United States Department of Agriculture, National Center for Cool and Cold Water Aquaculture, Agricultural Research Service, Kearneysville, WV 25430, USA.
Troutlodge Inc., Sumner, WA 98390, USA.
G3 (Bethesda). 2024 Sep 4;14(9). doi: 10.1093/g3journal/jkae168.

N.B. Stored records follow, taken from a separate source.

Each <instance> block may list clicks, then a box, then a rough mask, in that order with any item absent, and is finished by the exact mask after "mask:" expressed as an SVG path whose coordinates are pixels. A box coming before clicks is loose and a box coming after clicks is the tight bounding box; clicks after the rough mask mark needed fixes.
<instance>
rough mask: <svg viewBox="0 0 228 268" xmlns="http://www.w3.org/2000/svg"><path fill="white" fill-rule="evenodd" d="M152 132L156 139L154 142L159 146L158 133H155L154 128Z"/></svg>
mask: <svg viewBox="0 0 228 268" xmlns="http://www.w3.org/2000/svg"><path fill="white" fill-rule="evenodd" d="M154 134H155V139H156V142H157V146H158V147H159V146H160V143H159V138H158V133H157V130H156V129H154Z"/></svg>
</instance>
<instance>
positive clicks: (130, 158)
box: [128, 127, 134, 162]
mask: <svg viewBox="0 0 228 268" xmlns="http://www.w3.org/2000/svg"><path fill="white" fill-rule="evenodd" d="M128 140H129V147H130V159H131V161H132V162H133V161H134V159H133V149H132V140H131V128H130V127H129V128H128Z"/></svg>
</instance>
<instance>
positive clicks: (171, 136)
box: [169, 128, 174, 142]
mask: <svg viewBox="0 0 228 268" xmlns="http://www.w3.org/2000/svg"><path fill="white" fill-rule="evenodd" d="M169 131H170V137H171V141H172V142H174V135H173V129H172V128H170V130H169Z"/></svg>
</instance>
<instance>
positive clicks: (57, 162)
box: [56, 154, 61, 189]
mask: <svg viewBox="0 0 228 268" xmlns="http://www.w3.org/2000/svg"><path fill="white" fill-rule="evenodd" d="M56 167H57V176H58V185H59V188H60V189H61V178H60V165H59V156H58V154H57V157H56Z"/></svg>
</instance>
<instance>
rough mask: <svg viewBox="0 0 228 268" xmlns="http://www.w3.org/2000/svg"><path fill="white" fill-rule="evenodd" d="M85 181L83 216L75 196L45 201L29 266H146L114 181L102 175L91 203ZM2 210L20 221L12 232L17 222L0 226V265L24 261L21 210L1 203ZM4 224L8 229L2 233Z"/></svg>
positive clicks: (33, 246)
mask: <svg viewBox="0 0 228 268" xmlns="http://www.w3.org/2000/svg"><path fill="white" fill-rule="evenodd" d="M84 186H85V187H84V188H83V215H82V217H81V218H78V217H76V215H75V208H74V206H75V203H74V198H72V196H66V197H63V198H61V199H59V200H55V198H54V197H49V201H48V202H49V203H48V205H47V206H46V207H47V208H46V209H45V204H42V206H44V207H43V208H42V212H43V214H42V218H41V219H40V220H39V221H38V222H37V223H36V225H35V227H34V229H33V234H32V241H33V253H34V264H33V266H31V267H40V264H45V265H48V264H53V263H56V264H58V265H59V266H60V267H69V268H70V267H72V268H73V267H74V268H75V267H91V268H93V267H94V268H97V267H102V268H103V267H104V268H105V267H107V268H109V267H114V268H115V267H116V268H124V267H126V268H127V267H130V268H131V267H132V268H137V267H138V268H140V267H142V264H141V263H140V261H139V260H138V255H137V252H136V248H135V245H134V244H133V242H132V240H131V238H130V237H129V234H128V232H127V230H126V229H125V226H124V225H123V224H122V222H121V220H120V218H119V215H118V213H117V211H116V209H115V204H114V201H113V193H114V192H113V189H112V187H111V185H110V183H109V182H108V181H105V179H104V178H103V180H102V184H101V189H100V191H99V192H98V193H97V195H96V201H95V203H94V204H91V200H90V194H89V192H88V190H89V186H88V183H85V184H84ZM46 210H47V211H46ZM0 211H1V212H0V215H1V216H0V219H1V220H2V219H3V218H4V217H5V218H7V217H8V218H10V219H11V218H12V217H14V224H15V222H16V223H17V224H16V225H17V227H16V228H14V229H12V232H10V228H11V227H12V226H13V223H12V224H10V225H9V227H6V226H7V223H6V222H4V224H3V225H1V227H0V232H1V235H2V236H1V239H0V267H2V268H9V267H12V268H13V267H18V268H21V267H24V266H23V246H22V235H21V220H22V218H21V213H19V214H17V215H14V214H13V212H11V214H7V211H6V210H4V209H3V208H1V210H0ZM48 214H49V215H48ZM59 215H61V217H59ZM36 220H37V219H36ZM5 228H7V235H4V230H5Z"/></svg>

With the rapid and significant cost reduction of next-generation sequencing, low-coverage whole-genome sequencing (lcWGS), followed by genotype imputation, is becoming a cost-effective alternative to single-nucleotide polymorphism (SNP)-array genotyping. The objectives of this study were 2-fold: (1) construct a haplotype reference panel for genotype imputation from lcWGS data in rainbow trout (Oncorhynchus mykiss); and (2) evaluate the concordance between imputed genotypes and SNP-array genotypes in 2 breeding populations. Medium-coverage (12×) whole-genome sequences were obtained from a total of 410 fish representing 5 breeding populations with various spawning dates. The short-read sequences were mapped to the rainbow trout reference genome, and genetic variants were identified using GATK. After data filtering, 20,434,612 biallelic SNPs were retained. The reference panel was phased with SHAPEIT5 and was used as a reference to impute genotypes from lcWGS data employing GLIMPSE2. A total of 90 fish from the Troutlodge November breeding population were sequenced with an average coverage of 1.3×, and these fish were also genotyped with the Axiom 57K rainbow trout SNP array. The concordance between array-based genotypes and imputed genotypes was 99.1%. After downsampling the coverage to 0.5×, 0.2×, and 0.1×, the concordance between array-based genotypes and imputed genotypes was 98.7, 97.8, and 96.7%, respectively. In the USDA odd-year breeding population, the concordance between array-based genotypes and imputed genotypes was 97.8% for 109 fish downsampled to 0.5× coverage. Therefore, the reference haplotype panel reported in this study can be used to accurately impute genotypes from lcWGS data in rainbow trout breeding populations.
随着下一代测序成本的快速显著降低,低覆盖全基因组测序(lcWGS)结合基因型推断,正在成为单核苷酸多态性(SNP)-芯片基因分型的一种具有成本效益的替代方法。本研究的目的有两个:(1)构建虹鳟鱼(Oncorhynchus mykiss)lcWGS 数据基因型推断的单倍型参考面板;(2)评估 2 个育种群体中推断基因型与 SNP 芯片基因型的一致性。从代表不同产卵日期的 5 个育种群体的 410 条鱼中获得了中等覆盖度(12×)的全基因组序列。将短读序列映射到虹鳟鱼参考基因组上,并用 GATK 识别遗传变异。经过数据过滤,保留了 20,434,612 个双等位基因 SNP。使用 SHAPEIT5 对参考面板进行相位划分,并使用 GLIMPSE2 从 lcWGS 数据中推断基因型。共有 90 条来自 Troutlodge November 育种群体的鱼进行了测序,平均覆盖率为 1.3×,这些鱼还使用 Axiom 57K 虹鳟鱼 SNP 芯片进行了基因分型。基于芯片的基因型与推断基因型的一致性为 99.1%。在将覆盖度下采样到 0.5×、0.2×和 0.1×后,基于芯片的基因型与推断基因型的一致性分别为 98.7%、97.8%和 96.7%。在 USDA 奇数年份的育种群体中,109 条鱼的覆盖度下采样到 0.5×时,基于芯片的基因型与推断基因型的一致性为 97.8%。因此,本研究报告的参考单倍型面板可用于准确推断虹鳟鱼育种群体的 lcWGS 数据中的基因型。